Re: [PATCH net-next v3 02/14] net-timestamp: allow two features to work parallelly

Jason Xing <kerneljasonxing@xxxxxxxxx> · Thu, 31 Oct 2024 08:13:42 +0800

On Thu, Oct 31, 2024 at 7:54 AM Jason Xing <kerneljasonxing@xxxxxxxxx> wrote:
>
> On Thu, Oct 31, 2024 at 1:15 AM Willem de Bruijn
> <willemdebruijn.kernel@xxxxxxxxx> wrote:
> >
> > Jason Xing wrote:
> > > On Wed, Oct 30, 2024 at 1:37 PM Martin KaFai Lau <martin.lau@xxxxxxxxx> wrote:
> > > >
> > > > On 10/29/24 8:04 PM, Jason Xing wrote:
> > > > >>>>>>>    static void skb_tstamp_tx_output(struct sk_buff *orig_skb,
> > > > >>>>>>>                                 const struct sk_buff *ack_skb,
> > > > >>>>>>>                                 struct skb_shared_hwtstamps *hwtstamps,
> > > > >>>>>>> @@ -5549,6 +5575,9 @@ static void skb_tstamp_tx_output(struct sk_buff *orig_skb,
> > > > >>>>>>>        u32 tsflags;
> > > > >>>>>>>
> > > > >>>>>>>        tsflags = READ_ONCE(sk->sk_tsflags);
> > > > >>>>>>> +     if (!sk_tstamp_tx_flags(sk, tsflags, tstype))
> > > > >>>>>>
> > > > >>>>>> I still don't get this part since v2. How does it work with cmsg only
> > > > >>>>>> SOF_TIMESTAMPING_TX_*?
> > > > >>>>>>
> > > > >>>>>> I tried with "./txtimestamp -6 -c 1 -C -N -L ::1" and it does not return any tx
> > > > >>>>>> time stamp after this patch.
> > > > >>>>>>
> > > > >>>>>> I am likely missing something
> > > > >>>>>> or v2 concluded that this behavior change is acceptable?
> > > > >>>>>
> > > > >>>>> Sorry, I submitted this series accidentally removing one important
> > > > >>>>> thing which is similar to what Vadim Fedorenko mentioned in the v1
> > > > >>>>> [1]:
> > > > >>>>> adding another member like sk_flags_bpf to handle the cmsg case.
> > > > >>>>>
> > > > >>>>> Willem, would it be acceptable to add another field in struct sock to
> > > > >>>>> help us recognise the case where BPF and cmsg works parallelly?
> > > > >>>>>
> > > > >>>>> [1]: https://lore.kernel.org/all/662873cb-a897-464e-bdb3-edf01363c3b2@xxxxxxxxx/
> > > > >>>>
> > > > >>>> The current timestamp flags don't need a u32. Maybe just reserve a bit
> > > > >>>> for this purpose?
> > > > >>>
> > > > >>> Sure. Good suggestion.
> > > > >>>
> > > > >>> But I think only using one bit to reflect whether the sk->sk_tsflags
> > > > >>> is used by normal or cmsg features is not enough. The existing
> > > > >>> implementation in tcp_sendmsg_locked() doesn't override the
> > > > >>> sk->sk_tsflags even the normal and cmsg features enabled parallelly.

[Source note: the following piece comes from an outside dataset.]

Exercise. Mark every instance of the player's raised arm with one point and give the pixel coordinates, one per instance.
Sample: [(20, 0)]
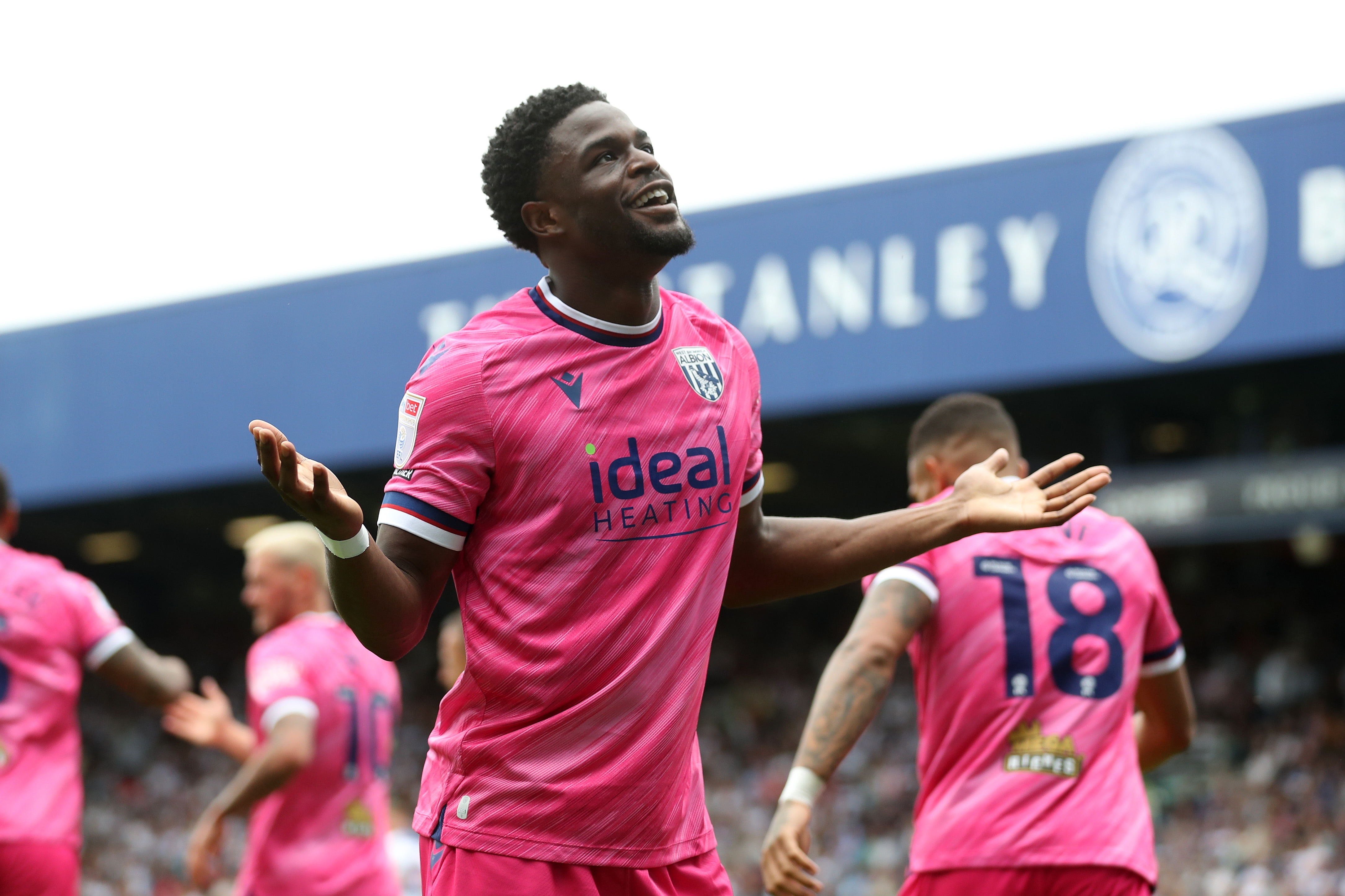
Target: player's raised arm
[(783, 557), (385, 590), (852, 689), (287, 750), (148, 677)]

> > > > >>> It only overrides sockc.tsflags in tcp_sendmsg_locked(). Based on
> > > > >>> that, even if at some point users suddenly remove the cmsg use and
> > > > >>> then the prior normal SO_TIMESTAMPING continues to work.
> > > > >>>
> > > > >>> How about this, please see below:
> > > > >>> For now, sk->sk_tsflags only uses 17 bits (see the last one
> > > > >>> SOF_TIMESTAMPING_OPT_RX_FILTER). The cmsg feature only uses 4 flags
> > > > >>> (see SOF_TIMESTAMPING_TX_RECORD_MASK in __sock_cmsg_send()). With that
> > > > >>> said, we could reserve the highest four bits for cmsg use for the
> > > > >>> moment. Four bits represents four points where we can record the
> > > > >>> timestamp in the tx case.
> > > > >>>
> > > > >>> Do you agree on this point?
> > > > >>
> > > > >> I don't follow.
> > > > >>
> > > > >> I probably miss the entire point.
> > > > >>
> > > > >> The goal for sockcm fields is to start with the sk field and
> > > > >> optionally override based on cmsg. This is what sockcm_init does for
> > > > >> tsflags.
> > > > >>
> > > > >> This information is for the skb, so these are recording flags.
> > > > >>
> > > > >> Why does the new datapath need to know whether features are enabled
> > > > >> through setsockopt or on a per-call basis with a cmsg?
> > > > >>
> > > > >> The goal was always to keep the reporting flags per socket, but make
> > > > >> the recording flag per packet, mainly for sampling.
> > > > >
> > > > > If a user uses 1) cmsg feature, 2) bpf feature at the same time, we
> > > > > allow each feature to work independently.
> > > > >
> > > > > How could it work? It relies on sk_tstamp_tx_flags() function in the
> > > > > current patch: when we are in __skb_tstamp_tx(), we cannot know which
> > > > > flags in each feature are set without fetching sk->sk_tsflags and
> > > > > sk->sk_tsflags_bpf. Then we are able to know what timestamp we want to
> > > > > record. To put it in a simple way, we're not sure if the user wants to
> > > > > see a SCHED timestamp by using the cmsg feature in __skb_tstamp_tx()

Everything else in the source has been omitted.